While similar to a Louisiana crab boil, these concepts differ with respect to seafood and spice. The seafood options extend well past the traditional crawfish found in Cajun Country, and the seasoning often swaps the Old Bay for spicy Asian-style spice mixtures.
The roomy 150-seat restaurant has been under construction for nearly a year and has been in the planning phase for even longer. It occupies a large portion of the St. Helena Romanian Byzantine Catholic Church building in the heart of Gordon Square.
“It’s been a long road,” Jones says. “When we started it was just a big open room. We had to build walls, build different levels with a ramp, make the furniture… It’s so fulfilling to see it all come together.”
Meals will be built around crawfish, whole crab, head-on shrimp and lobster, which is steamed and tossed with a choice of flavors and spice levels. Flavors range from Cajun to lemon pepper, and the spice levels from mild to incendiary. Bags usually also contain andouille sausage, corn and potatoes. Fried fish like shrimp, catfish and even lobster tail are on tap for those prefer it.

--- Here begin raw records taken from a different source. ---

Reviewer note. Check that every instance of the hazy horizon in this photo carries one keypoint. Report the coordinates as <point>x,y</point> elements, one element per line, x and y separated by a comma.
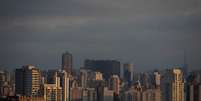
<point>148,33</point>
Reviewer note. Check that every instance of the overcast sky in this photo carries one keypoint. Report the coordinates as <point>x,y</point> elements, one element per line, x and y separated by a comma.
<point>148,33</point>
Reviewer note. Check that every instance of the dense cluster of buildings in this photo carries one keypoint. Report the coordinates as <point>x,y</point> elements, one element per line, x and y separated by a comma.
<point>99,80</point>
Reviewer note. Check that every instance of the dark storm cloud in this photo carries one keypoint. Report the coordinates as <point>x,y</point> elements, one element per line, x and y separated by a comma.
<point>150,33</point>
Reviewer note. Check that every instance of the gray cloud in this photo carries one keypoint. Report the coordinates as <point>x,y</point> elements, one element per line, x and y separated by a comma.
<point>149,33</point>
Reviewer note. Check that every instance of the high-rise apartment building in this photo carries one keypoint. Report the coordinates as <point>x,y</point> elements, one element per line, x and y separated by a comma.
<point>28,81</point>
<point>128,72</point>
<point>114,84</point>
<point>67,62</point>
<point>173,85</point>
<point>52,92</point>
<point>107,67</point>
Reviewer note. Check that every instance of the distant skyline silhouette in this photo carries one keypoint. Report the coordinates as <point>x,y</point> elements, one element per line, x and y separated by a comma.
<point>149,34</point>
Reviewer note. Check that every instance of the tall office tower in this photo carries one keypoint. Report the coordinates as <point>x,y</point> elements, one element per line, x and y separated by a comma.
<point>84,74</point>
<point>98,76</point>
<point>89,94</point>
<point>157,79</point>
<point>194,86</point>
<point>139,93</point>
<point>28,81</point>
<point>108,95</point>
<point>173,85</point>
<point>65,84</point>
<point>107,67</point>
<point>60,79</point>
<point>134,93</point>
<point>128,72</point>
<point>151,95</point>
<point>114,84</point>
<point>100,91</point>
<point>67,62</point>
<point>52,92</point>
<point>75,92</point>
<point>6,87</point>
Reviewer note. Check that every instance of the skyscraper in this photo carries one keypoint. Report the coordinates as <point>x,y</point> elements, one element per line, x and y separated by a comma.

Boiler has a bar and large side patio.
Despite the fact that the restaurant will be specializing in seafood, Jones wants guests to know that this place will be anything but fancy.
“We’re trying to provide a very fun, comfortable environment that people will want to come back to,” he says. “You can come in and be comfortable and just enjoy a bag of seafood. We’re dying to meet everybody and have them try our food.”
The Boiler 65 will be open for lunch and dinner seven days a week, serving as late as 1 a.m. on weekends.